Zhilin Wang, Jiaqi Zeng, Olivier Delalleau, Ellie Evans, Daniel Egert, Hoo-Chang Shin, Felipe Soares, Yi Dong, Oleksii Kuchaiev
NVIDIA
arXiv (2025)
RL Benchmark Factuality Reasoning

📝 Paper Summary

Reward Modeling Reinforcement Learning from Human Feedback (RLHF) Reinforcement Learning with Verifiable Rewards (RLVR)
RLBFF aligns language models by converting natural language feedback into thousands of fine-grained binary principles (yes/no), combining the versatility of human preferences with the precision of verifiable rewards.
Core Problem
RLHF suffers from interpretability issues and reward hacking due to vague criteria, while RLVR is limited to narrow domains with strictly verifiable correctness (like math/code), leaving a gap for nuanced but precise feedback.
Why it matters:
  • Standard reward models (Bradley-Terry) produce uncalibrated scores that lack explanation, making it hard to know *why* a model prefers a response
  • Human feedback often relies on implicit principles (e.g., 'hilarious' vs. 'correct'), and optimizing without explicit principles makes training less effective
  • Likert scales (1-5) are hard to calibrate across different annotators, leading to noisy training signals
Concrete Example: A verifier might reject a correct answer like '180 minutes' if the reference is '3 hours' (low recall). Conversely, an RLHF model might reward a response just for being long, even if incorrect (reward hacking). RLBFF defines explicit binary checks like 'Is the response concise? (Yes/No)' to avoid these pitfalls.
Key Novelty
Reinforcement Learning with Binary Flexible Feedback (RLBFF)

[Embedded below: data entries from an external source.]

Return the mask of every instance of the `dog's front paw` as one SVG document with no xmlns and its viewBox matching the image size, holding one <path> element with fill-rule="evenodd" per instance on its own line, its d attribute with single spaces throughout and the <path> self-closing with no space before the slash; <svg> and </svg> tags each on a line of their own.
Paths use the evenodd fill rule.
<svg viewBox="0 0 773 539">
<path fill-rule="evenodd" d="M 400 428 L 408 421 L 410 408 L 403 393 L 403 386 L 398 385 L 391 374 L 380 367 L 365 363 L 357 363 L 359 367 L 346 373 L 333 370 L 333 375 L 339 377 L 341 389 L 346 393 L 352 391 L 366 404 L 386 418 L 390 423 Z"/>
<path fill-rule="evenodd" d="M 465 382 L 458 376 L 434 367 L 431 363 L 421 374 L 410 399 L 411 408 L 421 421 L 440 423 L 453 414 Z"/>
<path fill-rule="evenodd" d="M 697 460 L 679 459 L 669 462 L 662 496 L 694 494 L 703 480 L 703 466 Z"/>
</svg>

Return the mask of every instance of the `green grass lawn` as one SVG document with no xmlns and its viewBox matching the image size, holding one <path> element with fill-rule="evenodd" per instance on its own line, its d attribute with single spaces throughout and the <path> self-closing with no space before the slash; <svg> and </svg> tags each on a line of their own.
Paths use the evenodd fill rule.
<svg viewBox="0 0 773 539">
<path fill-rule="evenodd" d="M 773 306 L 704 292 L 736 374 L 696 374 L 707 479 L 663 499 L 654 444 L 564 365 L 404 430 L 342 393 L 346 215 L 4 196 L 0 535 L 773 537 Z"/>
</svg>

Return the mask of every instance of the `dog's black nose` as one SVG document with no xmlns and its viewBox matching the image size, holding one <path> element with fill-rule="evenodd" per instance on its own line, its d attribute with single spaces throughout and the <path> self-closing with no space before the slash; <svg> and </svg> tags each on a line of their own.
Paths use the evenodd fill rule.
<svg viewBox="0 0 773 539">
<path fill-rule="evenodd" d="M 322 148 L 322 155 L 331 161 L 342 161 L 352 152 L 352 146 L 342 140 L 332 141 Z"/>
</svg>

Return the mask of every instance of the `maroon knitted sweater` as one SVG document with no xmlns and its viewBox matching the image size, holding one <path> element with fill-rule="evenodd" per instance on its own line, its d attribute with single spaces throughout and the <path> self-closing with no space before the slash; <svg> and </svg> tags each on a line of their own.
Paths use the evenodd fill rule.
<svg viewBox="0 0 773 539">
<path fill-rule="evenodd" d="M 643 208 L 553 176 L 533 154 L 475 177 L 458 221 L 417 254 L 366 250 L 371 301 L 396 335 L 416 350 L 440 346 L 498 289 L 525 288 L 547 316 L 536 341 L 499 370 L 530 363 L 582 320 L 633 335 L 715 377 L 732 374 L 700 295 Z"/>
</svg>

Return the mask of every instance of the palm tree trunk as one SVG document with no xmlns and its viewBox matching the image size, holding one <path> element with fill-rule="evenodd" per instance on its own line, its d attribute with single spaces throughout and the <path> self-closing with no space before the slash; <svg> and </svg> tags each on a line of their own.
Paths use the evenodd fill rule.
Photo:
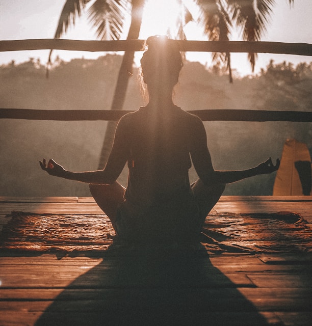
<svg viewBox="0 0 312 326">
<path fill-rule="evenodd" d="M 133 0 L 132 2 L 131 23 L 127 40 L 139 38 L 144 3 L 145 0 Z M 124 52 L 119 69 L 111 110 L 122 110 L 129 77 L 132 74 L 134 54 L 133 51 L 125 51 Z M 103 168 L 111 152 L 117 123 L 116 121 L 108 122 L 98 164 L 99 169 Z"/>
</svg>

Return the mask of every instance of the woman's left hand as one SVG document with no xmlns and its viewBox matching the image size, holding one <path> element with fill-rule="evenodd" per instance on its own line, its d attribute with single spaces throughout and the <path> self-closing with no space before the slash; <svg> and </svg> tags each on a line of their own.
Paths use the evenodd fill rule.
<svg viewBox="0 0 312 326">
<path fill-rule="evenodd" d="M 274 165 L 272 161 L 271 157 L 268 159 L 265 162 L 261 163 L 257 167 L 259 171 L 259 174 L 266 174 L 268 173 L 272 173 L 274 171 L 277 171 L 279 168 L 280 161 L 279 158 L 276 160 L 276 164 Z"/>
<path fill-rule="evenodd" d="M 39 164 L 41 169 L 46 171 L 50 175 L 56 177 L 64 177 L 65 172 L 65 169 L 53 159 L 50 159 L 47 164 L 45 158 L 43 158 L 42 161 L 39 161 Z"/>
</svg>

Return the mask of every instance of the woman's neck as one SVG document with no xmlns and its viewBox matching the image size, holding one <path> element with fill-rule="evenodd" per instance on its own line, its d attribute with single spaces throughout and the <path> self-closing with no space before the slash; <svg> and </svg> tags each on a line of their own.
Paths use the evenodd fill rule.
<svg viewBox="0 0 312 326">
<path fill-rule="evenodd" d="M 160 92 L 159 90 L 157 92 L 148 91 L 149 101 L 148 106 L 155 108 L 161 107 L 168 107 L 174 105 L 172 101 L 172 92 L 170 90 L 164 90 L 164 91 Z"/>
</svg>

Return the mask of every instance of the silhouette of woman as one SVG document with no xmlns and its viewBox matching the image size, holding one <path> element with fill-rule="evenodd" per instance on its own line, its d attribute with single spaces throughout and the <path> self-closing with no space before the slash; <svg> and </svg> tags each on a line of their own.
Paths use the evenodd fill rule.
<svg viewBox="0 0 312 326">
<path fill-rule="evenodd" d="M 172 92 L 183 61 L 176 43 L 154 36 L 141 60 L 149 101 L 119 121 L 103 170 L 73 172 L 53 159 L 40 161 L 49 174 L 90 184 L 116 235 L 131 242 L 199 241 L 205 219 L 226 183 L 271 173 L 271 158 L 243 171 L 217 171 L 212 164 L 201 120 L 174 105 Z M 193 162 L 199 179 L 190 185 Z M 126 162 L 126 188 L 116 179 Z"/>
</svg>

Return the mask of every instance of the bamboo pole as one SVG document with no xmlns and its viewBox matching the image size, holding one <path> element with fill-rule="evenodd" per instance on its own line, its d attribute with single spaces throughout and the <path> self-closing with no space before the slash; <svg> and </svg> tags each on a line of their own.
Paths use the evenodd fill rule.
<svg viewBox="0 0 312 326">
<path fill-rule="evenodd" d="M 312 56 L 312 44 L 278 42 L 180 41 L 181 51 L 271 53 Z M 58 39 L 39 39 L 0 41 L 0 51 L 58 49 L 89 52 L 140 51 L 144 40 L 80 41 Z"/>
<path fill-rule="evenodd" d="M 42 110 L 1 108 L 0 119 L 33 120 L 118 121 L 126 110 Z M 249 110 L 203 110 L 188 111 L 203 121 L 291 121 L 312 122 L 312 112 Z"/>
</svg>

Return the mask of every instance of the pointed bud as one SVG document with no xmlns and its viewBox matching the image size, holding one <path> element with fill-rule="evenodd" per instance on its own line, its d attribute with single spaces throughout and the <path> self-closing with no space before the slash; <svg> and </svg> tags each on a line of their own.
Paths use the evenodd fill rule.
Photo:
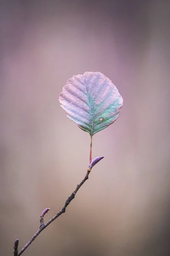
<svg viewBox="0 0 170 256">
<path fill-rule="evenodd" d="M 46 214 L 46 213 L 47 213 L 47 212 L 50 210 L 50 208 L 46 208 L 46 209 L 44 210 L 42 212 L 41 215 L 41 217 L 44 217 L 45 215 Z"/>
<path fill-rule="evenodd" d="M 92 168 L 98 162 L 102 160 L 104 158 L 104 157 L 98 157 L 94 158 L 89 164 L 88 171 L 91 171 Z"/>
</svg>

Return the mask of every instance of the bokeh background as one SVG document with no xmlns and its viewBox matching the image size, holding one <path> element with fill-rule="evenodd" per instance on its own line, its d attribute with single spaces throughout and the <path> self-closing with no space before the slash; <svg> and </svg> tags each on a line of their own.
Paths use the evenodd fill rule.
<svg viewBox="0 0 170 256">
<path fill-rule="evenodd" d="M 66 212 L 23 255 L 170 255 L 170 3 L 1 0 L 0 251 L 59 211 L 88 167 L 90 137 L 58 96 L 100 71 L 124 99 L 94 137 L 93 169 Z"/>
</svg>

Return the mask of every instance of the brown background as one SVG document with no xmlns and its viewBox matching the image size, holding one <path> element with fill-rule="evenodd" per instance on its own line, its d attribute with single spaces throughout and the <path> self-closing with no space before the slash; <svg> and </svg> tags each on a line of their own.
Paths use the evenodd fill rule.
<svg viewBox="0 0 170 256">
<path fill-rule="evenodd" d="M 29 255 L 166 256 L 170 239 L 170 4 L 0 1 L 0 254 L 61 209 L 88 167 L 90 137 L 65 116 L 67 79 L 100 71 L 119 118 L 95 135 L 94 167 Z"/>
</svg>

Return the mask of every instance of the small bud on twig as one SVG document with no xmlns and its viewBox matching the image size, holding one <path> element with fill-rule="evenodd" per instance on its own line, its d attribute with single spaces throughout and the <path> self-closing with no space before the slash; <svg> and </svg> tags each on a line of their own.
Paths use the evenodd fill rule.
<svg viewBox="0 0 170 256">
<path fill-rule="evenodd" d="M 42 212 L 41 215 L 41 217 L 42 217 L 42 218 L 43 217 L 44 217 L 45 215 L 46 214 L 46 213 L 47 213 L 47 212 L 50 210 L 50 208 L 46 208 L 46 209 L 44 210 Z"/>
<path fill-rule="evenodd" d="M 92 161 L 91 162 L 91 163 L 89 164 L 89 169 L 88 169 L 88 171 L 91 171 L 92 168 L 98 162 L 102 160 L 103 158 L 104 158 L 104 157 L 96 157 L 94 158 Z"/>
<path fill-rule="evenodd" d="M 19 239 L 17 239 L 14 242 L 14 256 L 18 256 L 18 244 L 19 244 Z"/>
</svg>

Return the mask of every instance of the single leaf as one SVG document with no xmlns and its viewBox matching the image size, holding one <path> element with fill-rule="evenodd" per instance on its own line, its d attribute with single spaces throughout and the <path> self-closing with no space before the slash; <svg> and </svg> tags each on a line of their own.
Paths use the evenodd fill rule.
<svg viewBox="0 0 170 256">
<path fill-rule="evenodd" d="M 123 99 L 100 72 L 85 72 L 68 79 L 59 96 L 68 118 L 92 137 L 119 117 Z"/>
</svg>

  • Extracts over 1,000 distinct principles (e.g., 'clarity', 'code readability') from human-written feedback using an LLM, converting qualitative comments into binary traits
  • Trains a Reward Model to predict whether a response satisfies a specific principle (Entailment) rather than just predicting a generic preference score
  • Allows users to specify or swap principles at inference time to customize model behavior, unlike static Bradley-Terry models
Evaluation Highlights
  • Achieves 81.4% on JudgeBench, ranking #1 on the leaderboard as of September 24, 2025
  • Outperforms Bradley-Terry models on RM-Bench with a score of 86.2% when matched for data
  • Aligns Qwen3-32B to match or exceed proprietary models like o3-mini and DeepSeek R1 on MT-Bench, WildBench, and Arena Hard v2
Breakthrough Assessment
9/10
Significantly bridges the gap between RLHF and RLVR by successfully scaling binary verification to general domains. The release of a #1 leaderboard reward model and a full alignment recipe strengthens the contribution.